Inglaterra no deseaba intervenir en los asuntos internos de México, y trataba exclusivamente de proteger sus intereses y a sus súbditos. Francia quería intervenir en forma integral y apoyar con las armas a Maximiliano para establecer finalmente el Gran Imperio Latino de Occidente. España deseaba la instauración de una monarquía con un príncipe de la Casa de Borbón en el trono. Los objetivos de España se oponían a los de Napoleón III, y estaban muy alejados de los de Inglaterra.

Al firmarse la Convención de Londres, las tres potencias convinieron, entre otras cosas, de partir rumbo a México de tres puntos diferentes, pero sin indicar día y lugar de reunión para las escuadras; tampoco se precisó quién ejercería el mando militar, único de las fuerzas de intervención.

Las fuerzas españolas fueron las primeras en ocupar la fortaleza de San Juan de Ulúa, el 17 de diciembre de 1861, en tanto que las escuadras francesa e inglesa llegaron a la Isla de Sacrificios el 5 de enero de 1862; cuando Napoleón III tuvo conocimiento del desembarco anticipado de los españoles en Veracruz, envió un refuerzo consistente en una brigada integrada por cuatro mil 474 hombres con 616 cabalgaduras. Totalizaron siete mil 474 hombres.

Al correr de los días surgieron profundas diferencias entre los comisarios de las tres potencias y rompieron lanzas entre sí; los comandantes ingleses y españoles, al comprender los verdaderos objetivos de Napoleón III, se negaron a hacerle el juego participando en la invasión y lo dejaron solo en su aventura de conquista.

Los franceses avanzaron, y el memorable 5 de mayo de 1862 tuvo lugar la épica Batalla de Puebla, defendida por Ignacio Zaragoza y sus valientes subalternos Porfirio Díaz, Felipe Berriozábal, Juan Nepomuceno Méndez y Miguel Negrete. Más de siete mil hombres al mando del general francés, conde de Lorencés, atacaron la plaza; se trataba de tropas bien fogueadas en las campañas de Túnez y Argel y debidamente equipadas; las tropas mexicanas sumaban en total tres mil 850, y por esa época el ejército francés estaba conceptuado como el mejor del mundo.
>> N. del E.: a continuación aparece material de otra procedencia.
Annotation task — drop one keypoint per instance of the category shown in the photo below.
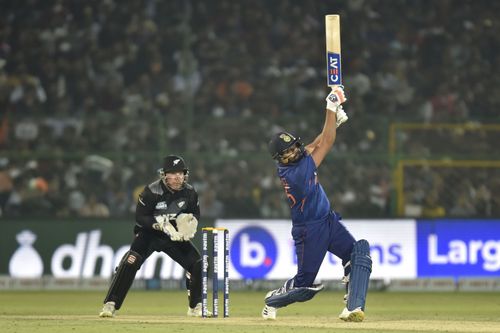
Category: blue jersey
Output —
(308, 201)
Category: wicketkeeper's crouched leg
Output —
(123, 278)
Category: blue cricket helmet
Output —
(282, 141)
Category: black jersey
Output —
(157, 199)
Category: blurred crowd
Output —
(93, 94)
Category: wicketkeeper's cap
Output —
(174, 163)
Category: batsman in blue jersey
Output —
(316, 228)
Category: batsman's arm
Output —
(326, 138)
(310, 147)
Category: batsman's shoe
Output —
(197, 311)
(108, 310)
(356, 315)
(269, 312)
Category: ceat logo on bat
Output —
(253, 252)
(334, 69)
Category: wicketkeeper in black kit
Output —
(166, 217)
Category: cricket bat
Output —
(333, 58)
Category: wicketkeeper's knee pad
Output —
(359, 277)
(123, 278)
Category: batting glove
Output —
(335, 98)
(341, 116)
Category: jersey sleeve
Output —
(144, 212)
(195, 205)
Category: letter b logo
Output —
(253, 252)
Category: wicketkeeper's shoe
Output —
(197, 311)
(356, 315)
(108, 310)
(269, 312)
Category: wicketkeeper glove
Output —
(163, 224)
(187, 225)
(335, 98)
(341, 116)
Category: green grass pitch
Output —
(165, 311)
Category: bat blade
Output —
(333, 53)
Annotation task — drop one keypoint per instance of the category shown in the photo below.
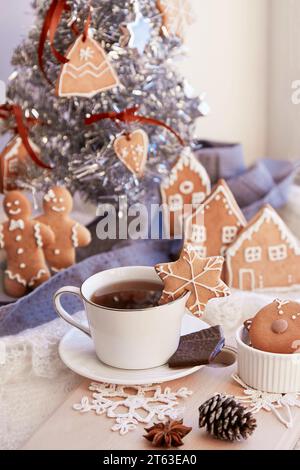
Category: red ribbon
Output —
(51, 23)
(8, 110)
(130, 115)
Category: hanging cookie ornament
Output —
(132, 150)
(139, 31)
(20, 151)
(176, 16)
(13, 161)
(86, 69)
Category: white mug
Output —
(127, 339)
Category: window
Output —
(197, 199)
(229, 234)
(13, 165)
(175, 202)
(187, 187)
(277, 253)
(200, 250)
(198, 234)
(253, 254)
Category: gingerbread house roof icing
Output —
(187, 160)
(266, 215)
(222, 192)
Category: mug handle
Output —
(63, 313)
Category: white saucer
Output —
(77, 352)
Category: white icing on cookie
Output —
(16, 277)
(38, 236)
(49, 196)
(58, 209)
(2, 243)
(14, 211)
(16, 225)
(38, 276)
(75, 235)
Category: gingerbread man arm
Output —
(2, 240)
(44, 235)
(81, 236)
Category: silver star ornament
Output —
(140, 32)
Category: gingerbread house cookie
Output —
(215, 224)
(187, 185)
(265, 255)
(13, 162)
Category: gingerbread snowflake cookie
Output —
(276, 328)
(23, 240)
(69, 234)
(200, 276)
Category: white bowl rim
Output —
(251, 350)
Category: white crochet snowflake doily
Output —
(140, 404)
(274, 402)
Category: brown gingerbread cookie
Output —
(69, 234)
(276, 328)
(23, 240)
(191, 273)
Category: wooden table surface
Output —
(70, 430)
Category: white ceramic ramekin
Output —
(267, 372)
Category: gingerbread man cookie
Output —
(23, 240)
(276, 328)
(69, 234)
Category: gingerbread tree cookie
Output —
(88, 71)
(214, 226)
(69, 234)
(187, 186)
(200, 276)
(265, 255)
(23, 240)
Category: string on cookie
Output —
(52, 20)
(130, 115)
(21, 128)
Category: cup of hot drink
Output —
(129, 328)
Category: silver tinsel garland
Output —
(82, 156)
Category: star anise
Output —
(169, 434)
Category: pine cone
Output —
(226, 419)
(168, 434)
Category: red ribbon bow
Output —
(130, 115)
(52, 19)
(21, 128)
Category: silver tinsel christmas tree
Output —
(143, 55)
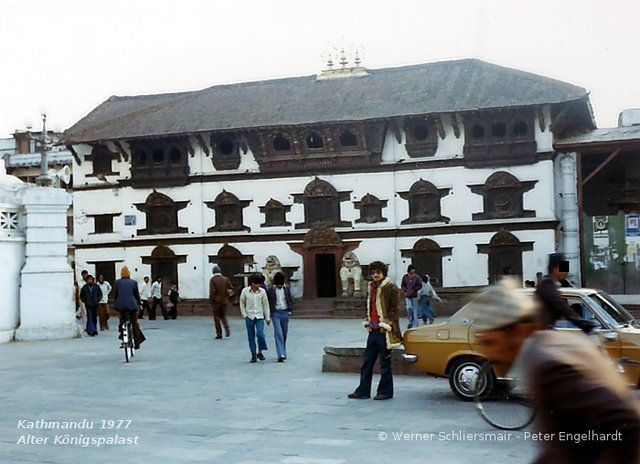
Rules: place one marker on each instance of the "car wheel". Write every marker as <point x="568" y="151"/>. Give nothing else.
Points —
<point x="463" y="378"/>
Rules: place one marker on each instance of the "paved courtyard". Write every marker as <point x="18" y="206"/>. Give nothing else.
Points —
<point x="188" y="398"/>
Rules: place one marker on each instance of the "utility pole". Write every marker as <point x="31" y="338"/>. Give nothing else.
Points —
<point x="44" y="180"/>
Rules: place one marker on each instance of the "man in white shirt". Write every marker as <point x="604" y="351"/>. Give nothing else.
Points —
<point x="254" y="306"/>
<point x="145" y="296"/>
<point x="103" y="306"/>
<point x="156" y="294"/>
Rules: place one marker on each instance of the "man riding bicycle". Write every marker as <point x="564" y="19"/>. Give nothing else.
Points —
<point x="127" y="302"/>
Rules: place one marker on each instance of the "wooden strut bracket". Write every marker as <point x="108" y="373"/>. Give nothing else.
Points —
<point x="540" y="115"/>
<point x="395" y="127"/>
<point x="600" y="166"/>
<point x="456" y="126"/>
<point x="121" y="150"/>
<point x="440" y="127"/>
<point x="74" y="154"/>
<point x="202" y="144"/>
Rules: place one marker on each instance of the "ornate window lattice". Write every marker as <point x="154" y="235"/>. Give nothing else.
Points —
<point x="9" y="220"/>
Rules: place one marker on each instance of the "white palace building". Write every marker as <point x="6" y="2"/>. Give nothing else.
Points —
<point x="449" y="165"/>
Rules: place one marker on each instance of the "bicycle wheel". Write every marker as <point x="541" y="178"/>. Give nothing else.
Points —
<point x="130" y="330"/>
<point x="125" y="341"/>
<point x="630" y="369"/>
<point x="505" y="407"/>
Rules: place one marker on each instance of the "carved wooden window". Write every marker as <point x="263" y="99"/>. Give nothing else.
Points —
<point x="314" y="141"/>
<point x="421" y="137"/>
<point x="226" y="151"/>
<point x="370" y="209"/>
<point x="424" y="203"/>
<point x="505" y="255"/>
<point x="159" y="162"/>
<point x="281" y="143"/>
<point x="103" y="223"/>
<point x="228" y="212"/>
<point x="162" y="214"/>
<point x="426" y="255"/>
<point x="275" y="214"/>
<point x="348" y="139"/>
<point x="101" y="158"/>
<point x="499" y="138"/>
<point x="321" y="204"/>
<point x="503" y="197"/>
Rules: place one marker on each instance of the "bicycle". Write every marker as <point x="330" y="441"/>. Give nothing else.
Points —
<point x="126" y="329"/>
<point x="507" y="406"/>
El pueblo inerme echó mano hasta de sus humildes indios zacapoaxtlas para defender, con virilidad sin límites, su solar patrio hollado miserablemente por un invasor, en una lucha a todas luces injusta. A las 4:30 de la tarde de ese día se escribió una de las páginas más sublimes de la historia de México. Los modestos soldados mexicanos, al mando de Zaragoza, le obsequiaron al megalómano Napoleón III la lección de un pueblo que contra todo anhelaba ser libre.

Las tropas napoleónicas se retiraban rumiando su derrota; el comandante del Ejército de Oriente, Ignacio Zaragoza, originario de Bahía del Espíritu Santo, Texas, lugar que abandonó cuando pasó a poder de los Estados Unidos, envió su histórico mensaje dando parte al ministro de la Guerra sobre el resultado de la batalla; uno de sus párrafos decía:

“El ejército francés se batió con mucho valor; su general en Jefe dio pruebas de incapacidad en el ataque. Las armas nacionales, ciudadano Ministro, se han cubierto de gloria, y yo felicito, por vuestro digno conducto, al Primer Magistrado de la República. Para el efecto, yo puedo afirmar con orgullo que el Ejército Mexicano ni una sola vez volvió la espalda al enemigo durante la larga lucha que tuvo que sostener”.

El general Zaragoza murió victima de tifo el 8 de septiembre de 1862, a la temprana edad de 33 años, a escasos 123 días de haber escrito una de las páginas más heroicas de la historia militar de México. El gobierno del presidente Juárez lo declaró Benemérito de la Patria en grado heroico, y decretó que en adelante la ciudad colonial hasta entonces llamada Puebla de los Ángeles, se llamara en su honor, Heroica Puebla de Zaragoza.